Seeing his brother — just a little past ten years old — turn up with a face full of bruises and cuts sent a rage through Moon Heesung that he couldn’t contain. But even for Heesung, who had been a high schooler at the time, their large-framed father was no easy opponent. He’d stand up to him and demand he leave his brother alone, but their father was stronger, bigger, and crueler.

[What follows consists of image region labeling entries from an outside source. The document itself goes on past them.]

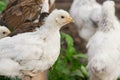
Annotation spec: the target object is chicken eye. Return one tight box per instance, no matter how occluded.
[61,16,65,19]
[3,32,6,34]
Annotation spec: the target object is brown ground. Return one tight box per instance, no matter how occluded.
[56,0,120,52]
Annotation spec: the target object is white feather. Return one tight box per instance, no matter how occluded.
[70,0,101,41]
[87,1,120,80]
[0,10,70,76]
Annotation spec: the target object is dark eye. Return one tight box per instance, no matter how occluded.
[61,16,65,19]
[3,32,6,34]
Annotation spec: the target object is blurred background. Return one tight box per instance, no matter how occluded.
[0,0,120,80]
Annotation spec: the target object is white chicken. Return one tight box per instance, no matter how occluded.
[87,1,120,80]
[0,10,72,77]
[70,0,101,42]
[0,26,11,39]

“…It’s been way too long since I last came.”
More than ten years. Since his brother died.
Heesung smiled faintly and added:
“Saw that little kid today.”
He sank down to the floor with the exhaustion of someone who’d been running on empty, and let another face drift into his mind. Moon Huijae had been not only frail from all the beatings but also developmentally behind his peers in terms of intellect. Unlike Heesung, his growth had been slow — his speech too. He was a child Heesung couldn’t afford to leave unprotected. His one and only brother. A pitiful kid abandoned by both parents. A child who might not have survived at all without him.
So naturally he’d been a target in the neighborhood too. He was known as the stutterer, the beggar with no mother, the ragamuffin who got beaten. Whenever Heesung came home and Huijae wasn’t there, he always went to the neighborhood playground to look for him. And he’d always find him surrounded by kids bigger than him, being tormented.
Huijae!
The moment his older brother Moon Heesung showed up, the neighborhood kids would scatter and run. Because unlike his dumb, pitiful little brother, their hyung was the scariest one in the whole neighborhood. Having been beaten by their father just as much as Huijae, and mocked by his peers just as much — Moon Heesung had been hardened by it all, and where his brother had been born weak, Heesung was the opposite: relentlessly tough. He was notorious for fighting back against the father who kicked him around, and for turning around and beating up the older kids and peers who’d tried to bully him.